The row of two-story Colonials represents the first affordable housing project in Southampton Village, where developers are increasingly razing small existing homes to make way for multimillion-dollar houses, Mayor Mark Epley said.
"This is as important a project as I think we've ever done," he said in an interview.
Tradespeople are putting the finishing touches on the houses before they are transferred to three Southampton Town residents in their 20s or 30s who each won a recent lottery to purchase a house for $306,000, said Curtis Highsmith Jr., director of the Southampton Housing Authority, the agency that managed the project. Southampton Town provided a $50,000 grant toward each purchase, he said.

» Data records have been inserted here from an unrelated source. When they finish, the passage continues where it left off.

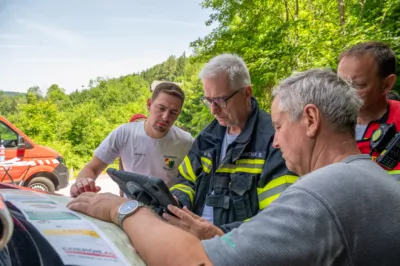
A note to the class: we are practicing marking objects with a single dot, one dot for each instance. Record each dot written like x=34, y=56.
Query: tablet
x=146, y=189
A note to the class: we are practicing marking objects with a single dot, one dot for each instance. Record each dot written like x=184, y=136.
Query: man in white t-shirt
x=153, y=147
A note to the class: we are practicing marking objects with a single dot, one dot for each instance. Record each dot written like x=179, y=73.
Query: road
x=104, y=181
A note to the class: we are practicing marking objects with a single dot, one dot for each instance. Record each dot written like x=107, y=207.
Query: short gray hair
x=231, y=64
x=336, y=98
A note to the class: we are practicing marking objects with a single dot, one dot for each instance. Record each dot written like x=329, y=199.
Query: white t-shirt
x=208, y=211
x=144, y=155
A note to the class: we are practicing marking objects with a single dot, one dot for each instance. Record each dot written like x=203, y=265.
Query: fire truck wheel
x=42, y=183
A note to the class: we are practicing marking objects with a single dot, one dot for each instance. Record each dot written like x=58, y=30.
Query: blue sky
x=70, y=42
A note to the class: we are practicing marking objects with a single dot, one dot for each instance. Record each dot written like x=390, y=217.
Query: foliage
x=275, y=38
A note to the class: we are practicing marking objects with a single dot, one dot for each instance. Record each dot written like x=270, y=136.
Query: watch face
x=128, y=207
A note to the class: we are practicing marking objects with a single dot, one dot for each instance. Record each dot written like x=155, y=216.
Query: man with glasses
x=153, y=147
x=232, y=171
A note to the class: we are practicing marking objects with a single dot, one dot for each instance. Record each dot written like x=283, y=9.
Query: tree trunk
x=341, y=12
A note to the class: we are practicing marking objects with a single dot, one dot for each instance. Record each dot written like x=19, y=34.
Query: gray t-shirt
x=347, y=213
x=144, y=155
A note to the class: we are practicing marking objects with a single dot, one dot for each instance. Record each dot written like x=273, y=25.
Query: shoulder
x=264, y=124
x=180, y=134
x=129, y=128
x=350, y=173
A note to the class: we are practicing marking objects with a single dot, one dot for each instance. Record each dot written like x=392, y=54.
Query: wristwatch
x=127, y=209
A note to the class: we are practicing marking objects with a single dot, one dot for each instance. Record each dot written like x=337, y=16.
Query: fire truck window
x=8, y=137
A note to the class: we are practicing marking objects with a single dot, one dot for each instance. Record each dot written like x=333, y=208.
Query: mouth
x=161, y=124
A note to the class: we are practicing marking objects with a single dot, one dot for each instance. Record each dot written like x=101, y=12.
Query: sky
x=45, y=42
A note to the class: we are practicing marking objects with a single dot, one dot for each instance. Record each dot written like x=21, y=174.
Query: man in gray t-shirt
x=344, y=210
x=154, y=147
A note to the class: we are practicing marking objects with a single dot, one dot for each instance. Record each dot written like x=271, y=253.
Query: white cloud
x=50, y=60
x=158, y=21
x=53, y=31
x=20, y=46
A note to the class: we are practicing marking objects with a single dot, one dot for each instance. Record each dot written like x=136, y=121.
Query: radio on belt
x=385, y=141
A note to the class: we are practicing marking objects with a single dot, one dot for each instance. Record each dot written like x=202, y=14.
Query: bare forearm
x=159, y=243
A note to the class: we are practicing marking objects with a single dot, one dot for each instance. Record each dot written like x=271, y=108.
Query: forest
x=274, y=37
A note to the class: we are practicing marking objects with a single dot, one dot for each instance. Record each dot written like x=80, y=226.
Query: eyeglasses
x=220, y=102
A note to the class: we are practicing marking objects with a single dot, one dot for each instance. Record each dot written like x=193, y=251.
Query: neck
x=235, y=130
x=372, y=113
x=153, y=133
x=333, y=151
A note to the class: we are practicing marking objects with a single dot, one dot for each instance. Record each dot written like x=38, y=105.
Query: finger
x=174, y=221
x=176, y=211
x=80, y=198
x=84, y=197
x=82, y=207
x=74, y=191
x=79, y=186
x=92, y=186
x=185, y=209
x=87, y=183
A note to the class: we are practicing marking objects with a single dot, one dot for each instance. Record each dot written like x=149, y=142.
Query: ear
x=148, y=103
x=312, y=118
x=389, y=83
x=249, y=91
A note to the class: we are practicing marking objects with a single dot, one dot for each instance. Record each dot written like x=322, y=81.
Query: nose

In the Hamptons' booming post-recession housing market, the homes' market value would each be more than $1 million, Highsmith said.
The Bailey Road development, more than a decade in the making, is nearing completion as town and village officials across the Hamptons raise concerns that year-round residents are being priced out of the area.
Epley said developers have been knocking down decades-old ranch houses in the village and replacing them with mansions that are marketed for $4 million to $8 million.
At the same time, the village's tight-knit year-round community is shrinking, causing school enrollment to decline and fire departments to struggle to find enough volunteers, Epley said.
"All the things that make communities what they are, you lose," Epley said. "On top of it all, you still have a demand for the workforce" that is increasingly commuting from Brookhaven Town and more affordable communities to the west.
Suffolk County obtained three vacant lots on Bailey Road in a 2001 tax default, Highsmith said. Southampton Village officials later obtained the properties and transferred them to the housing authority in 2013, he said.
Southampton architect John Rose designed the cedar-sided, three-bedroom houses. Highsmith said the three buyers were selected from more than 25 entrants in the lottery.
Amani Wingfield, 32, a Southampton native and one of the lottery winners, said she felt blessed in winning the right to buy one of the houses. She said many of her peers left her hometown for jobs or a lower cost of living. If she hadn't found a job as an emergency dispatcher for the village five years ago, she probably would have left, too, she said.
"The cost of living, it's just getting a little ridiculous to a point where people aren't getting paid nearly enough for people to live, for people to stay here," said Wingfield, who is also a volunteer firefighter. "It's getting sadder by the minute."
Wingfield said she has been renting a house from her father, but it's too small for her to eventually raise a family in.
"The fact that the affordable housing project became available, it really came at the best time for me, at this place in my life," she said.
The other lottery winners were a teacher in the William Floyd School District and an employee of Bridgehampton National Bank, Highsmith said.
"This is the face of workforce housing," Highsmith said. "These are residents that easily could have gone to another municipality. We need to do better."
The homes were available only to residents with salaries below thresholds that varied based on family size. For a single person, the cap was $76,300, Highsmith said.